StandUp is a cornerstone of any agile practice.  It runs like a well-oiled machine at most agile shops. You get the talking stick (or ball, or the coolest piece of swag from your last agile conference (for the record, it was the V1 ‘Do Me Daily’ t-shirt), and you quickly and very professionally (even though you’re wearing cutoffs and flip flops) speed-speak your status so you can get back to your console and start slinging code asap:

“Yesterday I made the changes to the Uber-Widget that Bob asked for, and today I’ll be working with Matthew to get that styled up and looking good.  I may run into an impediment if Matthew isn’t available.
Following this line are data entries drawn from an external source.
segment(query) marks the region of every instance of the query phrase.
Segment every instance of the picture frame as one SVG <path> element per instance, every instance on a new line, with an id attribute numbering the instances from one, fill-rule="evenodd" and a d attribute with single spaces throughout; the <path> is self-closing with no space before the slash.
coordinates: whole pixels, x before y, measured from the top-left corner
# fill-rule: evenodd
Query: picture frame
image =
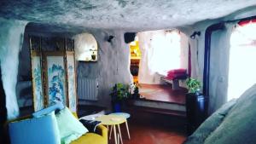
<path id="1" fill-rule="evenodd" d="M 44 108 L 44 80 L 42 76 L 41 55 L 39 52 L 32 50 L 32 97 L 34 112 Z"/>
<path id="2" fill-rule="evenodd" d="M 67 79 L 68 107 L 73 112 L 77 112 L 76 67 L 73 51 L 67 51 Z"/>
<path id="3" fill-rule="evenodd" d="M 46 106 L 55 101 L 67 103 L 66 87 L 66 71 L 63 52 L 44 52 Z"/>

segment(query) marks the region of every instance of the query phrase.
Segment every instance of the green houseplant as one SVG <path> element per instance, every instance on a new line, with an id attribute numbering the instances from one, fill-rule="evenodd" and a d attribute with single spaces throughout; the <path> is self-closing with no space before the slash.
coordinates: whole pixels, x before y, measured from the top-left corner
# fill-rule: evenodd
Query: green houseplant
<path id="1" fill-rule="evenodd" d="M 123 84 L 115 84 L 114 86 L 111 89 L 111 102 L 113 109 L 114 112 L 118 112 L 121 111 L 121 105 L 123 102 L 128 99 L 129 93 L 129 85 Z"/>
<path id="2" fill-rule="evenodd" d="M 189 89 L 186 95 L 187 132 L 191 135 L 207 118 L 207 100 L 200 93 L 201 83 L 199 80 L 189 78 L 186 84 Z"/>
<path id="3" fill-rule="evenodd" d="M 186 84 L 189 88 L 189 93 L 199 93 L 201 89 L 201 82 L 195 78 L 189 78 L 186 80 Z"/>

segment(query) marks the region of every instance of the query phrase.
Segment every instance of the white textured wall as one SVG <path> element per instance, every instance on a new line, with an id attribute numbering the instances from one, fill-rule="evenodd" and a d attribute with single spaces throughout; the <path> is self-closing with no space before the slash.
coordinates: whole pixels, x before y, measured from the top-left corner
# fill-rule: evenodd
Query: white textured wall
<path id="1" fill-rule="evenodd" d="M 98 78 L 98 101 L 79 101 L 79 104 L 95 104 L 109 107 L 111 88 L 116 83 L 132 83 L 130 72 L 130 49 L 124 42 L 124 32 L 120 31 L 94 30 L 89 32 L 94 35 L 98 43 L 98 60 L 96 62 L 78 62 L 78 78 Z M 114 36 L 111 43 L 107 41 L 109 35 Z M 81 45 L 83 34 L 75 36 L 75 43 Z M 78 45 L 75 45 L 78 46 Z M 78 85 L 79 87 L 79 85 Z"/>
<path id="2" fill-rule="evenodd" d="M 15 87 L 19 52 L 22 46 L 26 25 L 26 22 L 24 21 L 0 18 L 0 61 L 9 119 L 19 115 Z"/>

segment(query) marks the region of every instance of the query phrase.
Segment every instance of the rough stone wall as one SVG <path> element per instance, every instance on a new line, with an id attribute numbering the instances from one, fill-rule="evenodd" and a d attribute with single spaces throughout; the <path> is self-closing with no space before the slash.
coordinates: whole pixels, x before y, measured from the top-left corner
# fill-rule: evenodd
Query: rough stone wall
<path id="1" fill-rule="evenodd" d="M 78 78 L 98 78 L 99 100 L 79 102 L 109 107 L 111 87 L 116 83 L 132 83 L 130 72 L 130 49 L 124 42 L 123 32 L 98 30 L 90 32 L 94 35 L 98 43 L 98 60 L 97 62 L 78 61 L 77 72 Z M 107 41 L 107 37 L 110 35 L 114 36 L 111 43 Z"/>
<path id="2" fill-rule="evenodd" d="M 0 19 L 0 61 L 9 119 L 19 115 L 15 87 L 19 52 L 22 46 L 26 25 L 25 21 Z"/>

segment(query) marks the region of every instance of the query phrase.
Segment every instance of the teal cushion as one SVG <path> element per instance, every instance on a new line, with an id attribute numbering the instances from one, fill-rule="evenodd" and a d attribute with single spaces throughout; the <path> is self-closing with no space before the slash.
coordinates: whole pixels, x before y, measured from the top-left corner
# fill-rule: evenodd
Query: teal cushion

When that’s complete, I’ll be ready to plan the next story.”

Then you pass the talking stick to the next team member like you’re shooting a 3-pointer (cuz you’re cool like that and it’s NBA playoffs time).  And so it goes around the circle until the ScrumMaster gets the stick in his hot little hands and tells everyone Matthew is out sick so let’s hold off on the Uber-Widget styling and jump right into the next story.

That’s how it’s supposed to work, right?  Tell the team what you’ve done, what you’re currently working on, and any impediments you’re facing.  The ScrumMaster then leads a discussion to resolve any impediments so that the team can maintain forward progress.

And it does work!  That’s the beauty of it – excellence only comes with practice, and we get to practice standup every day.  E-V-E-R-Y damn day.  So we’re pretty damn good at it.

However, even the most rigid training schedule needs a shake-up now and then.  Here at VersionOne, we have the occasional StandAround instead of a StandUp.  StandAround usually happens on a gray, rainy day when half the team is out sick.  You know it’s going to be a StandAround when the scheduled StandUp music gets through an entire song before the team manages to mosey over to the meeting area.  Once everyone is together, blowing on their fresh coffee, idle chatter bubbles up here and there.  Instead of the git-r-done vibe of StandUp, StandAround has a laid-back, get-to-know-’ya cachet.  Team members catch up, crack a few jokes, and then get on with their day.

Keeping the team healthy is just as important as forward progress.  So every now and then, have a StandAround.  Let it happen.  It’s OK!